The same was done on the other side of the gate, and then the gate was dressed in cut sections of the wire. It still moved, but was virtually impenetrable when shut. Preston left the men and his truck to complete the next 100 feet and returned to inspect the runway.
“Hi Jennifer, Preston here,” he responded to her call. It was pretty quiet in the house with several members gone and the new arrivals still sleeping.
“Hi Preston, I’m about 20 minutes out coming in a little heavier this time. I have some Christmas gifts for you from the Rockies,” she replied.
“Wind from the north, five to ten miles an hour, temperature 38 degrees, runway lights are removed, you have the whole field. Over.”
“Roger,” she replied. “Will be coming in from the south, unpacking, and then refueling at your neigh
bors to the south. They are now up and running and selling gas.”
“Good to hear that. We are heading out anyway to get some extra, just in case, but I’ll wait for you,” he replied.
She came in, her rear tires hitting hard on the ground several feet before the beginning of the asphalt and using the whole runway this time, her propellers on full feathering, breaking down her speed. This time, he did see plumes of blue smoke spew out from the tires as she came to a heavy stop.

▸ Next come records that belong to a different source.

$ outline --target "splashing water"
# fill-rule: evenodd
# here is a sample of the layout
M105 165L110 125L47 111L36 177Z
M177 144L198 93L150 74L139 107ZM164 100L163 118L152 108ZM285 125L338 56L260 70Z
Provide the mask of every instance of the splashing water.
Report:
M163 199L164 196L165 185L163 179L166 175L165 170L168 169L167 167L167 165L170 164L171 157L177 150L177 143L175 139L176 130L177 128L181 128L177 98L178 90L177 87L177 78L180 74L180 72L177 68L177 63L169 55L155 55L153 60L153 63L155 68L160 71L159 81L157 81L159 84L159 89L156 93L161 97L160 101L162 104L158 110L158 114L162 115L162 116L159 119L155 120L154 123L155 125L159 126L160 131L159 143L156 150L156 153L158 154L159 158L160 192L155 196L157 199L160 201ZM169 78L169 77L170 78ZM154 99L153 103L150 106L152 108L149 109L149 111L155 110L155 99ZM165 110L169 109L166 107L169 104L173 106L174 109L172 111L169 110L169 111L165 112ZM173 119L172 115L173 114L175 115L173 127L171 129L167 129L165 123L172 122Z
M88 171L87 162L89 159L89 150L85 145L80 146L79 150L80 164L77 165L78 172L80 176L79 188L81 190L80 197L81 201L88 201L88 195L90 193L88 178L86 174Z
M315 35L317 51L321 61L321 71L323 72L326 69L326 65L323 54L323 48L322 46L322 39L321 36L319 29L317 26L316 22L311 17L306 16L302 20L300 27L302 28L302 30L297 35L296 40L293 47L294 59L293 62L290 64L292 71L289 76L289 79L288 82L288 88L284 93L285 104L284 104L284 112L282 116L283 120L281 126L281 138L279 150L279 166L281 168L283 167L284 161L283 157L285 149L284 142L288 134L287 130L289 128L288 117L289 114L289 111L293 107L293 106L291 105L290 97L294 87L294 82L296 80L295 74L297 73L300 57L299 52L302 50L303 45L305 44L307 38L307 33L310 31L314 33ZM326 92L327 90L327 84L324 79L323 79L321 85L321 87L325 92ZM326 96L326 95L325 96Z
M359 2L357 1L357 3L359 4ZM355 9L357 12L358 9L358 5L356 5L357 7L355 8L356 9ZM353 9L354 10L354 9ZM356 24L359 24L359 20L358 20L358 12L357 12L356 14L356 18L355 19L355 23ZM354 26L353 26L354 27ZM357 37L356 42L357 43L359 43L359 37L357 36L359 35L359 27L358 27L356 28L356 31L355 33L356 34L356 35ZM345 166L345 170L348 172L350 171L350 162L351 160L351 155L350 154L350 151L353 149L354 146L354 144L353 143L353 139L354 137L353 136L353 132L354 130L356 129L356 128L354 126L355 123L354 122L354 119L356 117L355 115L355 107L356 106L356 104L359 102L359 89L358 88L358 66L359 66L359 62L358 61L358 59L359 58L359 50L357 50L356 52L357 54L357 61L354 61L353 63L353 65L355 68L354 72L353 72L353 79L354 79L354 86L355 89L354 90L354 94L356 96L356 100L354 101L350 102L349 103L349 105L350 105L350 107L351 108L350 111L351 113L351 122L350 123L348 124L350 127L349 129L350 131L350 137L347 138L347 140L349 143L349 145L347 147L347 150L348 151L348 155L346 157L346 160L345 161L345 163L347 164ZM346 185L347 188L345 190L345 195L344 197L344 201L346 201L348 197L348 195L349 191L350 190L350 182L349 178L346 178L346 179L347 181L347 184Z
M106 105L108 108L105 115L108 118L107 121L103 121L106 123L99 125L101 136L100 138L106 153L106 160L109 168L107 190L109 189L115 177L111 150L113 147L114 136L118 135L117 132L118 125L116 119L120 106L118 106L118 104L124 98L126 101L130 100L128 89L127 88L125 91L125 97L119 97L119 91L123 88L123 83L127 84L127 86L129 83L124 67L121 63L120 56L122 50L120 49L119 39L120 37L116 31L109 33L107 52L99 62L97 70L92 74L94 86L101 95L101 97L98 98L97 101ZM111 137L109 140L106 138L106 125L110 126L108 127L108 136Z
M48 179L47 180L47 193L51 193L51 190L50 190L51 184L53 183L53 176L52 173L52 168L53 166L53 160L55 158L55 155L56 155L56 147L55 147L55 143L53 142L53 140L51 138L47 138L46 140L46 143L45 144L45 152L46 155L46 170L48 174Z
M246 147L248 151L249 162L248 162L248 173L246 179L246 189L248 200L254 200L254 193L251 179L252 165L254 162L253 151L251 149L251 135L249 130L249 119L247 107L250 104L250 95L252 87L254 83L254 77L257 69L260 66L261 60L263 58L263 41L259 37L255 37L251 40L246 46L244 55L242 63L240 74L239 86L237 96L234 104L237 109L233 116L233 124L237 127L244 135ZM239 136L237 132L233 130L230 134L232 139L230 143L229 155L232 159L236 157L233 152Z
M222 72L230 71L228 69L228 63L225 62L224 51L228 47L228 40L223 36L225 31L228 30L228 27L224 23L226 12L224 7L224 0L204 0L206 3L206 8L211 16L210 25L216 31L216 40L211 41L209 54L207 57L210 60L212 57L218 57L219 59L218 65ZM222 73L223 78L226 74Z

He was surprised to see a small, camouflaged bulldozer and a second forklift back out of the rear of the C-130. That was not all. There were another two dozen troops, tents, two porta-potties, boxes of rations, gas cylinders, and another dozen rolls of barbed wire. Then three large mortars, nearly five feet tall, and dozens of cases of mortar bombs on pallets were lifted out. Lastly, bags of what looked like sandbag cases, on plastic wrapped pallets were forklifted out.
“We are digging in here,” stated Jennifer, standing next to Preston and wiping her face with a cloth. “We are planning to increase your perimeter around the airfield, take down the brush and the trees with our old Vietnam museum-piece mini-dozer here, stolen from Hill’s museum, and set up a perimeter of sandbagged mortar and machine gun placements—especially around the entrance, which should have the barbed wire up and ready to repel any unwanted people.”
“Yes, we installed the first 200 feet of it this morning. Horrible stuff, that barbed wire,” Preston replied. “We are going to need at least 600 yards of the stuff just for the front area and I worked out another 700-800 yards to cover the sides. The rest of the perimeter should be OK with the natural water boundary. We can’t do the whole lot?”